Mon gosse
Hasard de la naissance. Soit tu passes ton enfance sur l’île de la Cité, soit à Barbés. Soit entre les deux dans le 11ème ou 12ème. Tu peux commencer à Barbés et finir sur l’île de la Cité, l’inverse serait inquiétant. J’ai trop d’enfants qui me courent dans les pattes, je ne cicatrise pas la vie. Ils s’y engouffrent. Avec Mélanie on habite dans le 12ème et l’enfant, le mien, va lui dégager le ventre dans environs 6 mois. Je promets de lui donner une éducation sordide faite de poésie et de cadeaux qui feront dégouliner ma première tendresse. Je vais être père, et il me dégoûtera, je le sais. Par exemple en tétant le sein droit de Mélanie. Celui que je préfére.
Lorsqu’il aura l’âge où l’enfant n’est plus mignon mais passablement casse couilles (13-14 ans) je me tirerais et laisserais à Mélanie la garde. Je le prendrais un week-end sur deux. Y’aura une chambre pour lui à l’étage, je le laisserais jouer au jeu vidéo ou regarder du porno.
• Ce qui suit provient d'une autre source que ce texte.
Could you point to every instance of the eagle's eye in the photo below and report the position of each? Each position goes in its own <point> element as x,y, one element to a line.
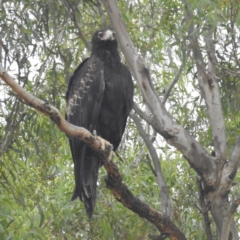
<point>100,34</point>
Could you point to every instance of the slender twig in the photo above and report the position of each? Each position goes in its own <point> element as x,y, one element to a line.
<point>175,80</point>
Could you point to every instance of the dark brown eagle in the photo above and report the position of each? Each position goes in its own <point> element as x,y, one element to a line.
<point>99,97</point>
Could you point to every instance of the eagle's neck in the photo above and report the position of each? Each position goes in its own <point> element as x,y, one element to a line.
<point>109,56</point>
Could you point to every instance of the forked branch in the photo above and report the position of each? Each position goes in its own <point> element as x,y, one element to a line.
<point>114,179</point>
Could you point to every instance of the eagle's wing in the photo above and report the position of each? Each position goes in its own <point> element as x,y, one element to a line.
<point>84,98</point>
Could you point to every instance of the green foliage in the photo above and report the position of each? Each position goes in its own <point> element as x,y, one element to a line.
<point>41,46</point>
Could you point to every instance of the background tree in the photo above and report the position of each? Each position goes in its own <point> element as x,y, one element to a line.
<point>186,107</point>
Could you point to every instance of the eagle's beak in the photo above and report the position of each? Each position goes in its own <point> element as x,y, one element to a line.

De toute façon qu’est-ce que je pourrais bien y faire, en 2030 le mot jeunesse aura une connotation absconse, ils sauront tous les secrets de la sexualité (rien d’érotique jusqu’à la pénétration) et auront mille et une façon pour se divertir, désintégrés ils n’existeront plus qu’en un avatar religieux et informe, l’icône F de Facebook aura disparu à l’avantage d’un sigle d’une multinationale indienne et je lui conseillerai de choisir chinois première langue. Pour collaborer pendant l'occupation. Puis je me lasserais de lui, le laisserais à Mélanie le plus souvent possible, pour enfin me retrouver seul, vidé et serein.
À 40 ans il reviendra me voir. Me traitant d’égoïste. Je lui répondrais avec orgueil que je ne voulais pas d’enfant. J’aurais entre-temps été ruiné par le rachat de ma PME par les derniers consortium américain. À 70 ans je me pendrais dans un appartement à Barbès comme quoi on peut passer du 12ème à Barbés. Et ce reste de pays en voie de sous-développement que sera la France.
Mélanie sera morte, toutes mes femmes seront mortes, je n’aurais plus que ce gosse devenu adulte, imperméable et insensible à l’irrémédiabilité du suicide d’un père devenu étranger tellement il fut lui-même distant et méchant à l’égard de son fils.